Forensic anthropologist Alison Galloway will give a public lecture on her work analyzing human remains on Tuesday, June 6, at 7 p.m., at the Rio Theatre in Santa Cruz.
Presented by the Santa Cruz Museum of Natural History, Galloway's talk is entitled "Life of the Dead: The Natural History of Human Decomposition." Admission is $10 for museum members, $15 for general admission, and $30 for "gold circle" seating.
Galloway, a professor of anthropology, recently returned to research after serving six years as campus provost/executive vice chancellor. She is a board-certified forensic anthropologist who specializes in the human skeleton; she is in high demand among law enforcement agencies, coroners, and medical examiners for her expertise in analyzing human remains.
Her talk will explore the natural processes that take place after death and the range of organisms that utilize dead bodies, as well as the techniques experts use to estimate circumstances surrounding a death.
"If we die in a place where the body is allowed to undergo normal decomposition, then the remains play host to a suite of insects, animals and fungi, as well as the bacterial interactions from within and external to the body," Galloway said. "In other words, we may die but life continues and transitions."

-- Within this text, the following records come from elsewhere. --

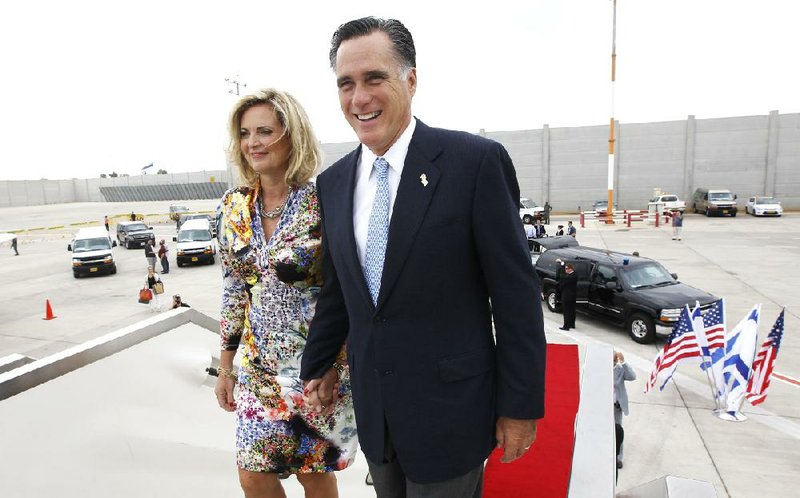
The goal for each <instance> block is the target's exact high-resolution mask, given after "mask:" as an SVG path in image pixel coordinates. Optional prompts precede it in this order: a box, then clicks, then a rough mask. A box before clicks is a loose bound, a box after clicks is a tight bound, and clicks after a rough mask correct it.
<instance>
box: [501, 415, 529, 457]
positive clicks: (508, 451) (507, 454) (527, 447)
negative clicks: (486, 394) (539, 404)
mask: <svg viewBox="0 0 800 498" xmlns="http://www.w3.org/2000/svg"><path fill="white" fill-rule="evenodd" d="M536 422H537V421H536V420H535V419H534V420H520V419H515V418H508V417H500V418H498V419H497V428H496V430H495V437H496V438H497V447H498V448H503V449H504V451H503V457H502V458H501V459H500V462H502V463H510V462H513V461H514V460H516V459H517V458H519V457H521V456H522V455H524V454H525V452H526V451H528V449H529V448H530V447H531V445H532V444H533V441H534V440H535V439H536Z"/></svg>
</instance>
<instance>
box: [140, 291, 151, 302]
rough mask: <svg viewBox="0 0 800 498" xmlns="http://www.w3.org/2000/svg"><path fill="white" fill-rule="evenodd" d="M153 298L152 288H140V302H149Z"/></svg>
mask: <svg viewBox="0 0 800 498" xmlns="http://www.w3.org/2000/svg"><path fill="white" fill-rule="evenodd" d="M151 299H153V293H152V292H150V289H148V288H147V287H145V288H144V289H140V290H139V302H140V303H142V304H147V303H149V302H150V300H151Z"/></svg>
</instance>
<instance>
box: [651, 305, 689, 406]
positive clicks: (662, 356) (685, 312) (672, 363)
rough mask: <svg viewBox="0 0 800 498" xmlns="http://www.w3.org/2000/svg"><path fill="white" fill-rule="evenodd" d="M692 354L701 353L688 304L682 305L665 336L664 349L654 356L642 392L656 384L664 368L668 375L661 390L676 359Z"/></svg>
mask: <svg viewBox="0 0 800 498" xmlns="http://www.w3.org/2000/svg"><path fill="white" fill-rule="evenodd" d="M693 356H702V354H701V352H700V347H699V346H698V345H697V336H696V335H695V332H694V328H693V327H692V315H691V313H690V312H689V306H684V307H683V310H682V311H681V316H680V318H679V319H678V321H677V322H676V323H675V326H674V327H673V328H672V333H671V334H670V335H669V338H667V343H666V344H665V345H664V349H662V350H661V352H660V353H658V356H657V357H656V361H655V363H654V364H653V371H652V372H650V379H649V380H648V381H647V383H645V385H644V392H648V391H650V389H652V388H653V387H654V386H655V385H656V380H657V379H658V374H659V372H661V371H663V370H666V371H667V372H668V373H669V375H667V380H666V381H664V383H663V384H662V385H661V388H660V390H662V391H663V390H664V386H665V385H666V384H667V382H669V379H671V378H672V374H673V373H674V372H675V368H676V367H677V363H678V361H680V360H682V359H684V358H691V357H693Z"/></svg>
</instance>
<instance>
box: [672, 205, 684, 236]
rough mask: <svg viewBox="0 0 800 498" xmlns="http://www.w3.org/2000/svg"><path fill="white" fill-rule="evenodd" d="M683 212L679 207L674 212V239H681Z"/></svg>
mask: <svg viewBox="0 0 800 498" xmlns="http://www.w3.org/2000/svg"><path fill="white" fill-rule="evenodd" d="M682 231H683V214H682V213H681V212H680V211H678V210H677V209H676V210H675V211H673V212H672V240H681V232H682Z"/></svg>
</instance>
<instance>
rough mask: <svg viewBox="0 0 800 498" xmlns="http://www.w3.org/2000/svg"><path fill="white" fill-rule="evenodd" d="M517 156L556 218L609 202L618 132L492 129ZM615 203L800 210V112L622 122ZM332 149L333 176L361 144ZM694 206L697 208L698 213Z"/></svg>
mask: <svg viewBox="0 0 800 498" xmlns="http://www.w3.org/2000/svg"><path fill="white" fill-rule="evenodd" d="M481 135H484V136H486V137H488V138H491V139H492V140H496V141H497V142H500V143H502V144H503V145H504V146H505V147H506V149H508V152H509V154H510V155H511V158H512V159H513V160H514V165H515V166H516V168H517V177H518V178H519V184H520V190H521V192H522V195H523V196H526V197H530V198H532V199H533V200H534V201H536V202H538V203H539V204H544V202H545V201H549V202H550V204H551V205H552V206H553V209H554V210H555V211H568V212H575V211H577V210H578V209H579V208H581V209H590V208H591V206H592V203H593V202H594V201H595V200H598V199H605V198H606V197H607V188H606V186H607V180H606V178H607V176H608V172H607V169H608V166H607V162H608V126H606V125H602V126H582V127H574V128H550V127H549V126H547V125H545V126H544V127H543V128H542V129H539V130H522V131H500V132H488V133H487V132H485V131H483V130H481ZM615 136H616V137H617V142H616V157H615V170H614V186H615V192H614V199H615V203H616V204H617V206H618V207H619V208H628V209H644V208H646V207H647V201H648V200H649V199H650V198H651V197H652V196H653V194H654V191H655V190H656V189H659V190H661V191H662V192H667V193H675V194H678V195H679V196H680V197H681V198H683V199H684V200H686V201H687V204H688V203H689V202H690V201H691V196H692V193H693V192H694V190H695V189H696V188H698V187H708V188H728V189H730V190H731V191H732V192H734V193H735V194H738V196H739V204H740V205H743V204H744V202H745V201H746V199H747V197H749V196H751V195H775V196H776V197H778V198H779V199H780V200H781V201H782V202H783V205H784V207H786V208H789V209H800V114H784V115H781V114H779V113H778V111H772V112H770V113H769V114H768V115H763V116H740V117H730V118H716V119H695V117H694V116H689V117H688V118H687V119H686V120H683V121H666V122H658V123H636V124H619V123H617V127H616V133H615ZM356 145H357V143H355V142H345V143H335V144H323V145H322V149H323V169H324V168H327V167H328V166H330V165H331V164H332V163H334V162H335V161H337V160H338V159H340V158H341V157H342V156H344V155H345V154H347V153H348V152H350V151H351V150H353V149H354V148H355V147H356ZM211 177H214V178H215V181H218V182H227V183H228V184H229V185H237V184H238V175H237V174H236V173H235V169H234V168H231V167H230V166H229V167H228V170H227V171H201V172H194V173H173V174H169V175H145V176H129V177H118V178H105V179H100V178H94V179H80V180H78V179H73V180H38V181H0V207H2V206H31V205H39V204H54V203H63V202H86V201H90V202H102V201H104V200H105V198H104V197H103V195H102V194H101V192H100V188H101V187H129V186H135V185H170V184H189V183H205V182H209V181H210V178H211ZM690 207H691V206H690Z"/></svg>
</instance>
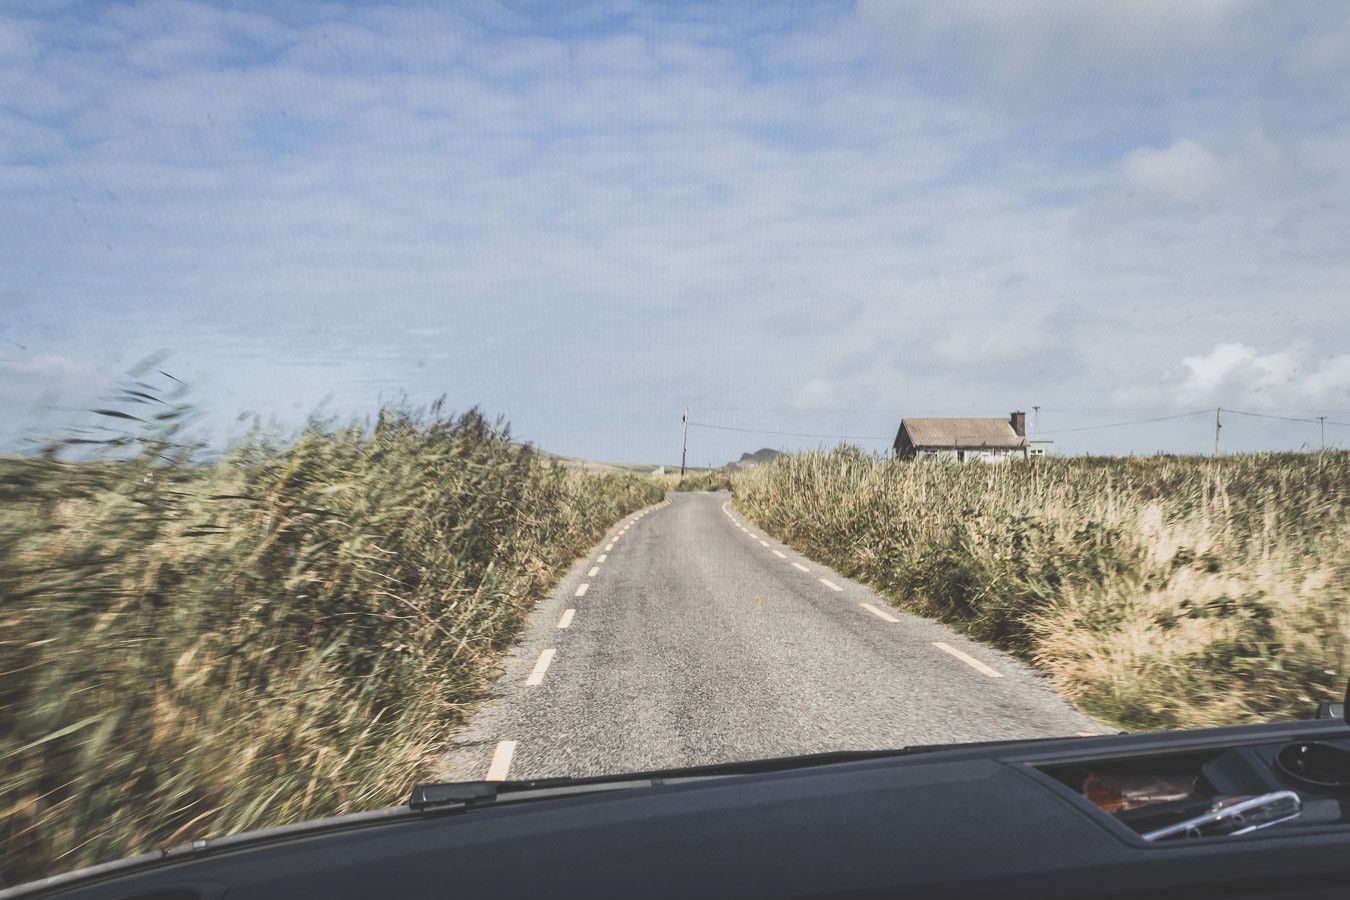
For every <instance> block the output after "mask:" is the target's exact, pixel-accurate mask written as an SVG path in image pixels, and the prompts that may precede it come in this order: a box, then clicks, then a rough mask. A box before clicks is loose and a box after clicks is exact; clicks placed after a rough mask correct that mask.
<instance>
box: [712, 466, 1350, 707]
mask: <svg viewBox="0 0 1350 900" xmlns="http://www.w3.org/2000/svg"><path fill="white" fill-rule="evenodd" d="M734 491H736V505H737V507H740V509H741V511H742V513H744V514H745V515H748V517H751V518H753V519H755V521H757V522H759V524H760V525H761V526H763V528H764V529H765V530H768V532H771V533H774V534H776V536H778V537H780V538H783V540H784V541H787V542H790V544H792V545H794V546H796V548H798V549H801V551H802V552H805V553H809V555H811V556H815V557H817V559H821V560H822V561H828V563H829V564H832V565H834V567H837V568H838V569H840V571H841V572H844V573H846V575H849V576H855V578H859V579H861V580H864V582H867V583H869V584H872V586H873V587H875V588H877V590H879V591H880V592H883V594H884V595H886V596H888V598H890V599H892V602H895V603H896V604H898V606H900V607H903V609H907V610H911V611H915V613H918V614H922V615H927V617H933V618H937V619H941V621H945V622H949V623H953V625H954V626H957V627H958V629H960V630H963V631H965V633H968V634H971V636H973V637H976V638H980V640H984V641H988V642H991V644H994V645H996V646H1000V648H1004V649H1007V650H1011V652H1012V653H1015V654H1018V656H1021V657H1023V658H1026V660H1030V661H1031V663H1034V664H1035V665H1037V667H1039V669H1041V671H1042V672H1045V673H1046V675H1048V676H1049V679H1050V680H1052V681H1053V683H1054V684H1056V687H1057V688H1058V690H1060V691H1061V692H1064V694H1065V695H1066V696H1069V698H1071V699H1073V700H1076V702H1077V703H1079V704H1080V706H1081V707H1083V708H1084V710H1087V711H1089V712H1092V714H1095V715H1099V716H1102V718H1104V719H1108V721H1114V722H1118V723H1120V725H1123V726H1126V727H1131V729H1166V727H1185V726H1210V725H1223V723H1237V722H1250V721H1265V719H1272V718H1303V716H1307V715H1309V714H1311V711H1312V704H1314V703H1315V702H1316V700H1322V699H1335V698H1339V696H1341V695H1342V694H1343V691H1345V679H1346V675H1347V672H1350V660H1347V646H1350V505H1347V495H1350V453H1347V452H1327V453H1324V455H1300V453H1282V455H1270V453H1262V455H1246V456H1231V457H1224V459H1220V460H1218V461H1215V460H1210V459H1201V457H1154V459H1085V460H1073V459H1060V460H1041V461H1035V463H1015V464H1008V466H954V464H929V463H922V461H921V463H909V461H895V460H880V459H871V457H864V456H860V455H859V453H856V452H849V451H837V452H832V453H805V455H801V456H792V457H782V459H779V460H775V461H774V463H771V464H767V466H760V467H757V468H752V470H748V471H745V472H740V474H737V475H736V478H734Z"/></svg>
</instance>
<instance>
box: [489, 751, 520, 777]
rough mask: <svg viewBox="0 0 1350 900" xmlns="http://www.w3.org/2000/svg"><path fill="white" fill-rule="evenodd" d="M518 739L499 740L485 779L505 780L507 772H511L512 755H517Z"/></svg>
mask: <svg viewBox="0 0 1350 900" xmlns="http://www.w3.org/2000/svg"><path fill="white" fill-rule="evenodd" d="M517 743H518V741H498V742H497V749H495V750H493V761H491V764H490V765H489V766H487V775H485V776H483V781H505V780H506V773H508V772H510V761H512V757H514V756H516V745H517Z"/></svg>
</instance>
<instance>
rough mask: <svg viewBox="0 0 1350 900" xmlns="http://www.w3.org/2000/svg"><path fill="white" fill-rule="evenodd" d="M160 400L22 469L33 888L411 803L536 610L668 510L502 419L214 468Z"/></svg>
mask: <svg viewBox="0 0 1350 900" xmlns="http://www.w3.org/2000/svg"><path fill="white" fill-rule="evenodd" d="M132 393H135V391H132ZM140 397H146V398H148V399H146V401H144V402H146V405H147V409H148V410H150V413H146V412H138V413H136V414H135V416H132V414H130V413H124V412H119V410H103V412H101V413H100V414H101V416H107V417H111V418H109V421H112V422H117V424H121V422H126V424H130V425H132V430H131V432H126V433H123V434H120V436H115V437H105V439H101V440H99V441H97V443H99V444H107V445H112V447H113V448H116V449H117V451H119V453H120V455H121V456H120V459H119V461H78V463H73V461H62V460H61V457H62V455H69V452H68V451H69V449H70V448H69V447H66V448H53V449H51V452H49V453H46V455H45V456H42V457H32V459H7V460H0V468H3V471H0V845H3V847H0V872H3V873H4V878H5V880H7V881H9V882H18V881H24V880H28V878H34V877H39V876H43V874H51V873H54V872H57V870H65V869H72V868H76V866H80V865H88V864H93V862H99V861H104V860H109V858H116V857H121V855H127V854H131V853H138V851H143V850H147V849H153V847H155V846H165V845H173V843H175V842H181V841H184V839H188V838H192V837H202V835H208V834H225V833H234V831H240V830H246V828H257V827H263V826H271V824H279V823H286V822H294V820H301V819H309V818H315V816H325V815H336V814H342V812H348V811H356V810H367V808H373V807H379V806H386V804H390V803H397V801H400V800H402V799H404V797H405V796H406V793H408V791H409V787H410V785H412V784H413V783H414V781H416V780H417V779H424V777H428V776H429V775H432V773H433V766H435V758H436V754H437V753H439V752H440V750H441V749H443V741H444V735H445V734H447V731H448V730H450V729H451V727H452V726H454V723H455V722H456V721H458V719H459V718H460V716H462V714H463V711H464V708H466V704H468V703H470V702H471V700H472V699H474V698H475V696H477V694H478V692H479V690H481V688H482V687H483V684H485V680H486V679H487V677H489V676H490V672H491V665H493V663H494V660H495V658H497V657H498V654H499V653H501V650H502V649H505V648H506V646H508V645H509V642H510V640H512V638H513V637H514V634H516V633H517V629H518V626H520V625H521V622H522V619H524V617H525V614H526V613H528V611H529V609H531V607H532V606H533V604H535V602H536V600H537V599H539V598H541V596H543V595H544V594H545V592H547V591H548V590H549V588H551V586H552V584H553V583H555V580H556V579H558V578H559V576H560V573H562V572H564V571H566V568H567V567H568V565H570V564H571V563H572V561H574V560H575V559H576V557H578V556H579V555H582V553H585V552H586V551H587V549H589V548H590V546H591V545H593V544H594V542H595V541H597V540H598V538H599V537H601V536H602V534H603V532H605V530H606V529H607V528H609V525H610V524H612V522H614V521H617V519H618V518H621V517H622V515H625V514H628V513H630V511H633V510H637V509H640V507H643V506H647V505H649V503H653V502H656V501H659V499H660V498H661V490H660V486H657V484H656V483H655V482H652V480H649V479H641V478H634V476H629V475H617V474H610V475H589V474H580V472H571V471H567V470H564V468H563V467H562V466H558V464H553V463H551V461H547V460H543V459H541V457H540V456H539V455H536V453H535V452H533V451H531V449H529V448H528V447H526V448H521V447H517V445H514V444H512V441H510V440H509V434H508V433H506V430H505V429H504V428H501V426H499V425H493V424H490V422H487V421H486V420H485V418H483V417H482V416H479V414H478V413H477V412H470V413H467V414H464V416H460V417H448V418H447V417H441V416H439V414H436V413H435V410H433V412H429V413H427V412H416V410H409V409H404V407H387V409H385V410H383V412H381V414H379V417H378V420H377V421H375V422H374V425H373V426H371V425H369V424H366V425H351V426H347V428H332V426H325V425H321V424H317V422H316V424H313V425H312V426H311V428H308V429H306V430H305V432H304V433H301V434H300V436H298V437H297V439H296V440H293V441H285V443H277V441H271V440H267V439H265V437H262V436H254V437H251V439H250V440H246V441H244V443H243V444H240V445H239V447H236V448H234V449H232V451H229V452H228V453H227V455H225V456H224V457H223V459H219V460H217V461H213V463H209V464H202V463H196V461H193V455H192V452H190V449H189V448H184V447H181V445H178V444H175V443H174V441H175V432H174V426H173V422H174V421H175V417H177V414H178V412H177V410H175V407H174V406H173V405H171V403H166V402H165V401H162V399H159V398H155V397H154V395H151V394H147V393H146V391H140ZM151 401H153V402H151ZM80 440H81V443H85V444H86V443H89V441H88V439H80Z"/></svg>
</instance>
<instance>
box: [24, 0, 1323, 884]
mask: <svg viewBox="0 0 1350 900" xmlns="http://www.w3.org/2000/svg"><path fill="white" fill-rule="evenodd" d="M1347 49H1350V8H1346V7H1345V5H1341V4H1297V5H1291V4H1276V3H1231V4H1230V3H1196V4H1180V3H1145V1H1139V3H1130V4H1123V3H1110V4H1092V3H1056V1H1052V3H1027V4H1008V3H1002V1H992V3H977V1H972V3H965V1H961V3H942V4H910V3H871V1H865V0H861V1H859V3H830V1H823V3H803V4H780V3H771V4H722V7H718V5H715V4H714V5H683V4H664V3H647V1H645V0H639V1H636V3H613V4H610V3H580V4H566V5H563V7H560V8H559V7H555V5H553V4H547V5H545V4H518V3H505V4H495V3H482V4H479V3H467V4H436V3H417V1H412V3H398V4H325V5H296V4H269V3H220V4H213V3H189V1H178V0H163V1H154V3H107V4H101V3H97V4H96V3H70V4H47V3H38V1H35V0H32V1H30V0H19V1H18V3H9V4H7V5H5V9H4V12H3V13H0V85H3V88H0V209H3V210H4V213H3V216H0V258H3V260H4V263H3V266H0V873H3V880H4V881H5V882H9V884H16V882H20V881H24V880H28V878H34V877H39V876H43V874H51V873H55V872H61V870H69V869H73V868H77V866H84V865H89V864H94V862H103V861H108V860H113V858H119V857H124V855H128V854H132V853H140V851H146V850H148V849H154V847H159V846H170V845H175V843H181V842H185V841H189V839H193V838H198V837H205V835H219V834H231V833H238V831H243V830H251V828H259V827H266V826H273V824H281V823H289V822H300V820H305V819H312V818H319V816H329V815H336V814H343V812H352V811H360V810H373V808H379V807H385V806H391V804H397V803H402V801H406V799H408V796H409V793H410V789H412V787H413V785H414V784H417V783H427V781H437V780H441V781H454V780H483V779H489V780H513V779H529V777H543V776H595V775H612V773H622V772H636V770H651V769H666V768H676V766H694V765H709V764H725V762H737V761H749V760H761V758H768V757H786V756H796V754H806V753H823V752H842V750H877V749H887V748H900V746H906V745H921V743H945V742H972V741H992V739H1019V738H1037V737H1053V735H1100V734H1110V733H1114V731H1119V730H1122V729H1125V730H1130V731H1139V730H1166V729H1192V727H1203V726H1214V725H1227V723H1246V722H1262V721H1274V719H1297V718H1307V716H1309V715H1311V714H1312V711H1314V708H1315V707H1316V704H1318V702H1322V700H1331V699H1338V698H1339V696H1341V695H1342V694H1343V688H1345V680H1346V675H1347V672H1346V669H1347V637H1350V618H1347V614H1346V610H1347V609H1350V517H1347V509H1350V503H1347V486H1350V452H1347V451H1346V449H1345V447H1346V441H1347V440H1350V347H1347V344H1346V333H1347V328H1346V327H1347V324H1350V306H1347V304H1346V297H1347V289H1350V269H1347V258H1346V235H1350V177H1347V175H1350V115H1347V113H1350V51H1347Z"/></svg>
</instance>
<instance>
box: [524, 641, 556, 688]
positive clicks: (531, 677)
mask: <svg viewBox="0 0 1350 900" xmlns="http://www.w3.org/2000/svg"><path fill="white" fill-rule="evenodd" d="M555 656H558V650H556V649H553V648H548V649H547V650H544V652H543V653H540V654H539V660H537V661H536V663H535V668H533V669H531V672H529V677H528V679H525V684H526V687H535V685H536V684H540V683H543V680H544V672H547V671H548V665H549V663H552V661H553V657H555Z"/></svg>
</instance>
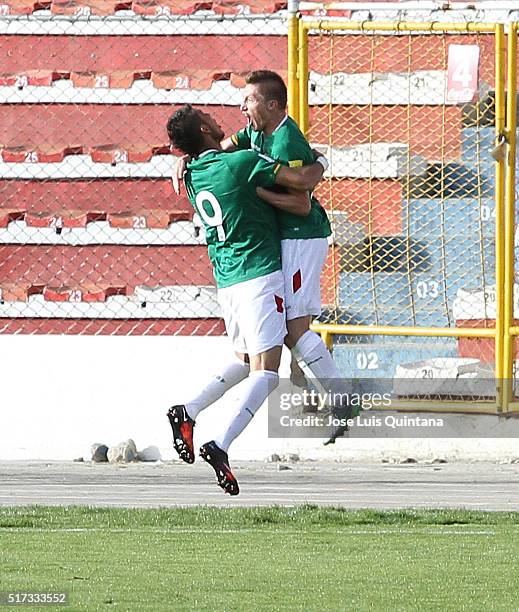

Galloway was born in the United Kingdom but grew up in the San Francisco Bay area after coming to California in 1960. She attended UC Berkeley and the University of Arizona, Tucson, where she completed her doctorate. After teaching for two years at the University of Tennessee, Knoxville, Galloway joined the faculty at UC Santa Cruz in 1990. She has served as chair of the Anthropology Department and of the UC Santa Cruz Academic Senate. She has authored numerous publications and taught several courses, including an introductory course in physical anthropology and human skeletal biology.
"As a science education organization, we are proud to have someone of Dr. Galloway's caliber presenting about the scientific knowledge and tools she employs in her painstaking and important work," said Heather Moffat McCoy, executive director of the museum. "She provides a unique perspective on an aspect of the natural world folks rarely consider."
Doors open at 6 p.m. Tickets are available online or at the door.